There is a "sheath" that emerges from the firewall and proceeds forward along side the starter motor and solenoid and then along the right side of the transmission to the backup switch. This sheath contains TWO wires, one running forward to the backkup switch, the other returning rearward from the switch to the backup lights.

Note: The wires run along the bumper bracket and sometimes get pulled off. Also, the wires run along the front of the fan shroud and then through the fire wall. People sometimes break the wires when pulling the engine, or they don't connect them properly putting the engine back in.

Each of these two wires has a female connector on the end that connects to one of the two spade connections on the backup switch. Dave found these wires to be disconnected. He reconnected the wires to the backup switch, turned on the key, put the tranny in reverse, and ran back to check. Still no lights. A voltmeter showed no juice at the light sockets.

Since Dave had corrected every other problem, the only thing left was the backup switch itself. Installing the new switch was not the easiest thing to do lying on your back under the car with about two inches of clearance. Jacking the car up a little higher would have helped.

Important Note: Make absolutely certain that the car is firmly supported on jack stands. The car falling on you will NOT be a pleasant experience!

As indicated above, Dave also installed new elephant-foot taillight lenses. He had to fold over one of the metal parts inside, as the lenses wouldn't go completely onto the taillight assembly. (He got the hint from the old lenses.) And finally, success!


Backup Lights Restoration Procedure

  1. First make sure you have power up to the 8-amp fuse. Just turn on the ignition (don’t start the car, of course), then connect the clip on a static timing light to the end of the wire coming from the coil. Touch the pointy end to ground -- you should get a nice bright light. If not, check your connections. (You can also do this with a VOM, of course, if you have one.)
  2. Given power to an intact fuse but still no backup lights, just keep working forward to the backup switch in the nose of the tranny. Make sure that wire is intact all the way forward.
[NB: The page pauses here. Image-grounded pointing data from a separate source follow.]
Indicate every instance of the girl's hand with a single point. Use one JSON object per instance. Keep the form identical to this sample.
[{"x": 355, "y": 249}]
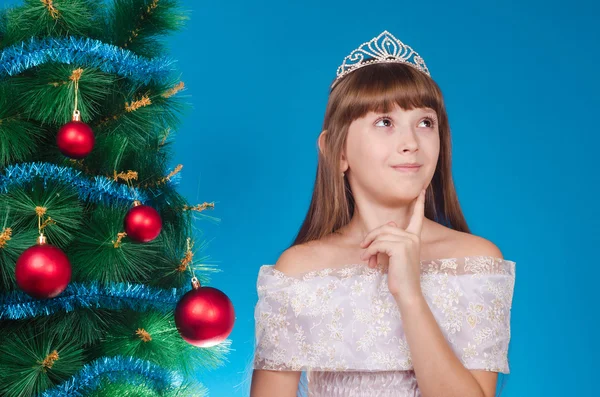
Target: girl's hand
[{"x": 404, "y": 250}]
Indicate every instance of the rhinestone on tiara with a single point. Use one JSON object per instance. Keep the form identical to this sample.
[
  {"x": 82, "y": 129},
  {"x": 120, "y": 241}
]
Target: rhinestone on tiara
[{"x": 384, "y": 48}]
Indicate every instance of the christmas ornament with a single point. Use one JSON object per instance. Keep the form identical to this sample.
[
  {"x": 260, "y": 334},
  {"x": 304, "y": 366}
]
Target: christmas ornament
[
  {"x": 204, "y": 316},
  {"x": 75, "y": 139},
  {"x": 43, "y": 270},
  {"x": 142, "y": 223}
]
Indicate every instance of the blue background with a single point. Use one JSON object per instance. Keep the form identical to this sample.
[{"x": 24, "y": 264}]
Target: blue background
[{"x": 520, "y": 84}]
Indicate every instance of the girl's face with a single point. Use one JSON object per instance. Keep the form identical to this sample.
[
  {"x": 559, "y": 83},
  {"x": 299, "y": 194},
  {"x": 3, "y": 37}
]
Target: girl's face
[{"x": 378, "y": 143}]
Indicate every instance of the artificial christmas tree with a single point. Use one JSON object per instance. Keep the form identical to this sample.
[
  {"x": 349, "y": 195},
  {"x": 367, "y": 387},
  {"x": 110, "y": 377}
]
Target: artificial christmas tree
[{"x": 88, "y": 103}]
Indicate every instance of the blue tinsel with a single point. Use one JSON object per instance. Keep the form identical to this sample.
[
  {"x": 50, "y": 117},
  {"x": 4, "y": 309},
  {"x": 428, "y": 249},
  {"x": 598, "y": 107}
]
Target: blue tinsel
[
  {"x": 96, "y": 189},
  {"x": 117, "y": 368},
  {"x": 84, "y": 51},
  {"x": 17, "y": 305}
]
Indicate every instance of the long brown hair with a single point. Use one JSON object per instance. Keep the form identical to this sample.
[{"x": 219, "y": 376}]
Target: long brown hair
[{"x": 378, "y": 88}]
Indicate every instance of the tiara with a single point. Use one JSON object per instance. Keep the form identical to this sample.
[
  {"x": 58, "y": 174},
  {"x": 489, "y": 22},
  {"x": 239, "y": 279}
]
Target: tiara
[{"x": 384, "y": 48}]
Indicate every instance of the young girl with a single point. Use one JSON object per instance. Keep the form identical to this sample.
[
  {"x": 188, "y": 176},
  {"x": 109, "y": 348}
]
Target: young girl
[{"x": 384, "y": 292}]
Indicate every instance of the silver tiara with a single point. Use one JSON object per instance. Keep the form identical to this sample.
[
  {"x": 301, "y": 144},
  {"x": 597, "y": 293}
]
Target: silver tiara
[{"x": 384, "y": 48}]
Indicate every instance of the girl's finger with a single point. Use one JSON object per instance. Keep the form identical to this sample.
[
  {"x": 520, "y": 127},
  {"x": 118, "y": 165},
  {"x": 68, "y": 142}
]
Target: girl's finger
[
  {"x": 386, "y": 229},
  {"x": 416, "y": 220}
]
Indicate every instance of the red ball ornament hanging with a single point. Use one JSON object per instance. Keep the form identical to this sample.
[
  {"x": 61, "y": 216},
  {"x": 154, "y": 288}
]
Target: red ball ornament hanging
[
  {"x": 43, "y": 270},
  {"x": 142, "y": 223},
  {"x": 204, "y": 316},
  {"x": 75, "y": 139}
]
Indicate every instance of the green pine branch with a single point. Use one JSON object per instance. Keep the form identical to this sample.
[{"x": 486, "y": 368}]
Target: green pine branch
[
  {"x": 32, "y": 360},
  {"x": 124, "y": 389},
  {"x": 18, "y": 136},
  {"x": 38, "y": 18},
  {"x": 137, "y": 24}
]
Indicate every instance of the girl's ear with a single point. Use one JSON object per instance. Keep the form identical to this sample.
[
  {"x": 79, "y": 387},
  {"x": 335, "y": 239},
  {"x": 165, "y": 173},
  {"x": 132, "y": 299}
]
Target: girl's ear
[{"x": 321, "y": 142}]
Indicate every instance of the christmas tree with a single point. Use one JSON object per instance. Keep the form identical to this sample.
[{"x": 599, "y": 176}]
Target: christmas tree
[{"x": 101, "y": 285}]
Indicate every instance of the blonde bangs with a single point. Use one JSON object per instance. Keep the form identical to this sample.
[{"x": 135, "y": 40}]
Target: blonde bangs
[{"x": 380, "y": 87}]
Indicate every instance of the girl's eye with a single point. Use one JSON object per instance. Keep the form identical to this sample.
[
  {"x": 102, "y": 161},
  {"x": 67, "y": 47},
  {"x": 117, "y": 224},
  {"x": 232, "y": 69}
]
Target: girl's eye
[
  {"x": 430, "y": 120},
  {"x": 386, "y": 122}
]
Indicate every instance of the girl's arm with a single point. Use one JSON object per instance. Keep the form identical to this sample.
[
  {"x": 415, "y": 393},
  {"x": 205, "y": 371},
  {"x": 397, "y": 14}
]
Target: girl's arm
[
  {"x": 438, "y": 370},
  {"x": 267, "y": 383}
]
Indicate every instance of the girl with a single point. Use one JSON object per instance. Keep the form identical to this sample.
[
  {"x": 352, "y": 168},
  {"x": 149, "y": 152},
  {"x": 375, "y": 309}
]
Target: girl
[{"x": 384, "y": 292}]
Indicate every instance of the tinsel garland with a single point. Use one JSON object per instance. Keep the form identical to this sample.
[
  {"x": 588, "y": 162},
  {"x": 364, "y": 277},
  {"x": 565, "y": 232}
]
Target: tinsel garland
[
  {"x": 117, "y": 368},
  {"x": 17, "y": 305},
  {"x": 97, "y": 189},
  {"x": 83, "y": 51}
]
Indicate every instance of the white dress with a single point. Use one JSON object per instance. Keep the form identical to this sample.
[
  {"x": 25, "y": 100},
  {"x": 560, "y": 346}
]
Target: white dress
[{"x": 343, "y": 329}]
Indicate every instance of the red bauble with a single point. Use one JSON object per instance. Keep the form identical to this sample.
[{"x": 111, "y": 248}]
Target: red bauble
[
  {"x": 204, "y": 316},
  {"x": 75, "y": 139},
  {"x": 43, "y": 271},
  {"x": 142, "y": 223}
]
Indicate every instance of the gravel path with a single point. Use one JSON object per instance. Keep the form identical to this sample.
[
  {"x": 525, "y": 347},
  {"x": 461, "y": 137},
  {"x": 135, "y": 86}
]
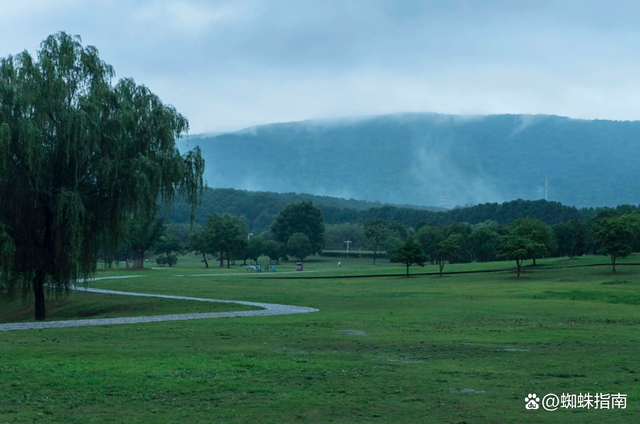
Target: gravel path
[{"x": 268, "y": 310}]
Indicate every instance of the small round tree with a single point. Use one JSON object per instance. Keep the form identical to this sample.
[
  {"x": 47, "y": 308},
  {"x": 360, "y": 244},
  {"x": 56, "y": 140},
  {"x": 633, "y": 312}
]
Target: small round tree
[{"x": 409, "y": 253}]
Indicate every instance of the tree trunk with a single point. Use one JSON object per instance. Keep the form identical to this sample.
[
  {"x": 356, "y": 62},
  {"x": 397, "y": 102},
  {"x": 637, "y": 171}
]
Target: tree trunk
[
  {"x": 38, "y": 290},
  {"x": 613, "y": 263},
  {"x": 138, "y": 259}
]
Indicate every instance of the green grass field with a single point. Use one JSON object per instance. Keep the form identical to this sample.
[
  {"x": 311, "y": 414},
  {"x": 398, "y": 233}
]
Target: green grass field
[{"x": 464, "y": 348}]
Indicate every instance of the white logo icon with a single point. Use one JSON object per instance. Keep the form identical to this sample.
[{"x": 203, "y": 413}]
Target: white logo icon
[
  {"x": 550, "y": 402},
  {"x": 532, "y": 401}
]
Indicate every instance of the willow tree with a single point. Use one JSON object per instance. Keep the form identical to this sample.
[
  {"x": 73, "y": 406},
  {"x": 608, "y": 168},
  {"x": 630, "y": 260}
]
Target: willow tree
[{"x": 79, "y": 157}]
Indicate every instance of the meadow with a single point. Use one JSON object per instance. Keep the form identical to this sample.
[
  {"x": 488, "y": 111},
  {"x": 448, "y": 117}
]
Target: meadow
[{"x": 462, "y": 348}]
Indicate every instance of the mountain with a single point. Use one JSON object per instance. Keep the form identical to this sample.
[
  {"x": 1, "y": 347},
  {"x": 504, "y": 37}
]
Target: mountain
[
  {"x": 260, "y": 209},
  {"x": 434, "y": 160}
]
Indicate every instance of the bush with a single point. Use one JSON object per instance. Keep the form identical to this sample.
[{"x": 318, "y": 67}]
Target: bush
[{"x": 170, "y": 260}]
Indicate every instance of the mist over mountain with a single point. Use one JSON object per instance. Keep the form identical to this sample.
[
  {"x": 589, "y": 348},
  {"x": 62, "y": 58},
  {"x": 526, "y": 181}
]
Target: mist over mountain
[{"x": 433, "y": 160}]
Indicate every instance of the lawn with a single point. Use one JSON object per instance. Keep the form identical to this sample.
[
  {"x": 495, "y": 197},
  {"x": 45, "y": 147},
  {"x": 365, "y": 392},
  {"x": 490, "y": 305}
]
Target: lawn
[{"x": 463, "y": 348}]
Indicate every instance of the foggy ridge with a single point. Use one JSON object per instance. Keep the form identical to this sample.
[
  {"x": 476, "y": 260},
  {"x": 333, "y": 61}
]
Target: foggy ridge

Check for juice at the switch end of the wire.
  3. Note: You’ll have to raise the car to do this. Make sure it is resting SECURELY on jack stands before you crawl under it!

  4. Now check to make sure that the wire from the OTHER terminal on the backup switch back to the backup lights is intact. It splits in front (front!) of the engine compartment insulation to go over to each of the two lights.
  5. Note: The two wires -- the one running forward from the 8-amp fuse to the backup switch, and the one running back from the switch to the junction in front of the engine compartment insulation -- run together inside of a black plastic “sheath,” along side the starter motor and solenoid and then along the right side of the transmission to the backup switch.

  6. Again with the ignition on, check to see if you have power at the backup lights. If so, your bulbs are burned out. If not, and if all of the wiring is intact, your backup switch is shot. Replacing it is “fiddly” (as my Aussie friend Rob would say) -- not the easiest thing to do lying on your back under the car with about two inches of clearance, but you can do it.
  7. Seeing where you're going when you back up on a dark night makes it all worth it!